No había respuesta para estos y otros
interrogantes que surgían y, al pasar el tiempo sin que se avanzara un palmo,
el caso fue prudentemente cerrado por la Policía.
A los dos meses nadie hablaba del crimen en el
Hospital Neuropsiquiátrico y eran pocos los que algunos meses más tarde
recordaban a la malograda Belicena Villca.
La rutina diaria, el trabajo fatigoso, los
problemas cotidianos e inevitables, todo contribuye a que el hombre mundano,
sumergido en el devenir de su Destino, se torne impermeable al dolor ajeno o a
aquellos fenómenos que no afectan permanentemente su realidad concreta.
Yo no soy la excepción a la regla y, en cuanto
toca a lo aquí narrado, seguramente habría olvidado el horrible crimen acosado
por las obligaciones de mi residencia médica, la atención del consultorio, o
las clases de Antropología americana que sigo como curso terciario de
post-grado.
Digo “habría olvidado” porque la historia de
Belicena Villca invadió de pronto mi propio mundo trastornándolo todo;
conduciéndome hasta el borde del abismo demencial en que ella sucumbiera.
Como dije, la Policía se desinteresó bien
pronto del crimen; luego de las declaraciones de rigor prestadas en los días
subsiguientes, ya no nos molestaron más y la vida retornó a su ritmo habitual.
Al cadáver de Belicena Villca se le practicó una autopsia, que sólo sirvió para
confirmar lo ya supuesto por nosotros: la muerte fue ocasionada por
estrangulamiento con la cuerda blanca. Como no tenía parientes conocidos, se
envió un telegrama a su único visitante, un indio chahuanco radicado al parecer
en la Provincia de Tucumán; pero al transcurrir un cierto tiempo sin que éste
acudiera, se procedió a inhumar los restos en una necrópolis local.
En esos días, mediados de Enero, pleno verano
norteño, mi única preocupación consistía en planear las vacaciones anuales que
comenzaban el día 20 y se extendían hasta fines de Febrero. Sin duda tendría
tiempo de hacer algunas excursiones y preparar las materias que rendiría en
Marzo.
Justamente, en una visita que hice a la
Facultad de Antropología de Salta para inscribirme en un examen final, me crucé
con el Profesor Pablo Ramirez, Doctor en Filología de prestigio y al cual
conocía por haber asistido a uno de sus cursos de lenguas amerindias. Al verlo
se me ocurrió, súbitamente, hacerle una consulta:
–Buenos Días Dr. Ramirez. Si no le incomoda
perder sólo un momento quisiera preguntarle algo...

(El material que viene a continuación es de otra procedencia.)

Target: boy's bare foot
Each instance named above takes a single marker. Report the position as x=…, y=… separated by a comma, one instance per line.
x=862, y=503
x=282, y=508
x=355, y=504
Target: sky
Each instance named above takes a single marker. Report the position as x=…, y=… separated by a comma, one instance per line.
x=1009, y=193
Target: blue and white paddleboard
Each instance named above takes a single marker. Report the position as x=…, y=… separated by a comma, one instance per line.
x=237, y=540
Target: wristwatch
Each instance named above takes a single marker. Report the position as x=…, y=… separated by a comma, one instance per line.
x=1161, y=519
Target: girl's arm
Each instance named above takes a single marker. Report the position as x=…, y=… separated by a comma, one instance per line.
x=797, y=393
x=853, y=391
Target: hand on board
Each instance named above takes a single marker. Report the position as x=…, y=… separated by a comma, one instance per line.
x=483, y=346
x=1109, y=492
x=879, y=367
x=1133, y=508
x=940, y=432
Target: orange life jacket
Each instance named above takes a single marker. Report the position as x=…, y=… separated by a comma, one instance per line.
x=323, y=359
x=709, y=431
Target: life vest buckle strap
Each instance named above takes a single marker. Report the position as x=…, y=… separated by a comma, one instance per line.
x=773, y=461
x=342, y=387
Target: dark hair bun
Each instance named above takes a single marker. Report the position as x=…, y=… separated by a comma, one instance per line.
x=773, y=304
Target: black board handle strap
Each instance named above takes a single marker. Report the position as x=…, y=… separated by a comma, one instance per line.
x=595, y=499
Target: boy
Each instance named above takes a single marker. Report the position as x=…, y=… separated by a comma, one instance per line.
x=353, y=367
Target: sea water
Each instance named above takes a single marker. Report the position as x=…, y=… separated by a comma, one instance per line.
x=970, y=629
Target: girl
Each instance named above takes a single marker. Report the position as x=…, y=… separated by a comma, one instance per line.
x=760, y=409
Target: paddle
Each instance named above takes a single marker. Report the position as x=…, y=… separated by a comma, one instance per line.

–Buenos Días Dr. Arturo Siegnagel –respondió
mientras inclinaba cortésmente la calva cabeza–, Ud. dirá.
–Verá Dr. Ramirez, hace unos días falleció una
paciente en el Hospital Neuropsiquiátrico donde soy Médico y, antes de morir,
pronunció una palabra quechua, algo así como “pachachutquiy”; yo
traduzco pacha = Mundo, chutquiy = desmembrar: o sea
“desmembrar el Mundo”. Como esto no tiene sentido, desearía que Ud. me diga si
hay alguna otra acepción para esa palabra. –Trataba de no dar información sobre
la extraña muerte. El Profesor Ramirez escuchó mi traducción con visible
desagrado.
–¿De qué parte era oriunda su paciente?
–De la Provincia de Tucumán; parece que
siempre habitó en los valles calchaquíes, aún cuando últimamente había viajado
al Norte, incluso a Perú y Bolivia. Pero de tales viajes sé muy poco pues jamás
aceptó comentarlos.
–Bien –dijo el Dr. Ramirez con impaciencia–.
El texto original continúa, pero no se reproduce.